HinduismLeadership, Authority, and Religious Roles |
Have any women been considered saints? |
Numerous saintly women (probably well into the hundreds) have been revered for their holiness, most with local or regional constituencies, but many also held in high regard across India. Here are some of the most famous, in more or less chronological order. In the fifth or sixth century, Karaikkal Ammaiyar was a legendary devotee of Shiva. The daughter of an affluent family, she was celebrated for her beauty before she lost it in a theophanic encounter with Shiva. Her first husband considered her a goddess after she made two mangoes appear by praying to Shiva. Lalleshvari was a fourteenth-century Shaivite poet-saint whose husband and mother-in-law abused and neglected her for twelve years. She left for the life of a wanderer, forsaking all worldly attachments even to the extreme of going naked until she died. Gauribai (1759-1809) was married and widowed around the age of five or six. In keeping with social norms, she fulfilled the expectation that all widows lead pious, devout, and extremely simple lives. She took up residence in a temple where for the rest of her life she studied, composed songs and poems, meditated, and performed works of charity. Her devotees believed she could predict the future and (like many Hindu saints) foretold the time of her own death. Aghormani Devi (1822-1908) was betrothed at age nine and widowed not long after.
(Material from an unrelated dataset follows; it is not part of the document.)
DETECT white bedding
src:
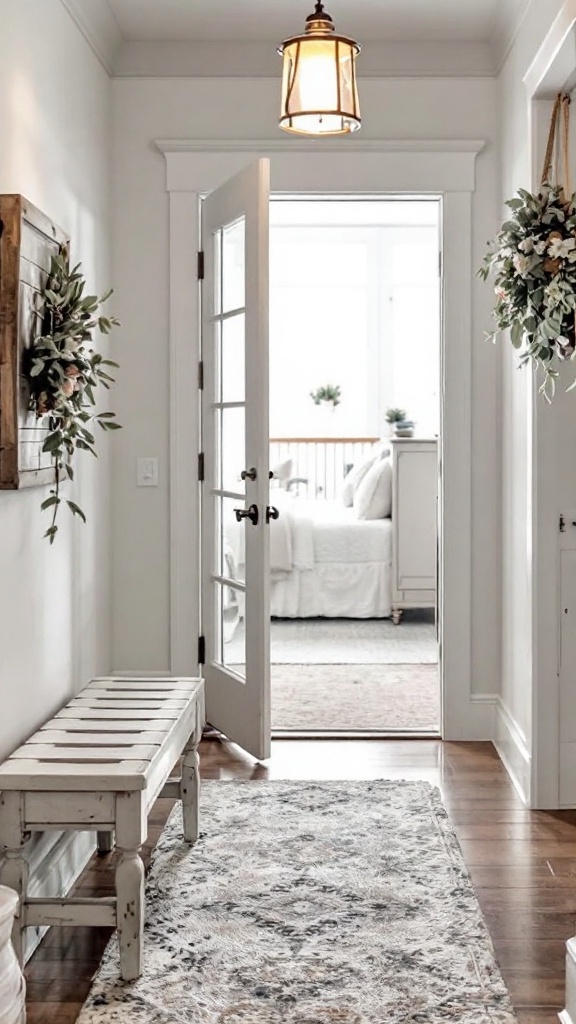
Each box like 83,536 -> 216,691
229,489 -> 393,618
271,497 -> 392,618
She became a close friend of Ramakrishna, and became famous for having frequent visions of Baby Gopala (Krishna), and came to be known because of her discipline and meditation as the “Mother of the Divine Child Krishna.” Gaurimani Devi (1857-1938) was another disciple of Sri Ramakrishna; after years of travel and observation of the plight of women in India, she founded Saradeswari Asrama (spiritual retreat/foundation for women) as Sri Ramakrishna had requested before his death.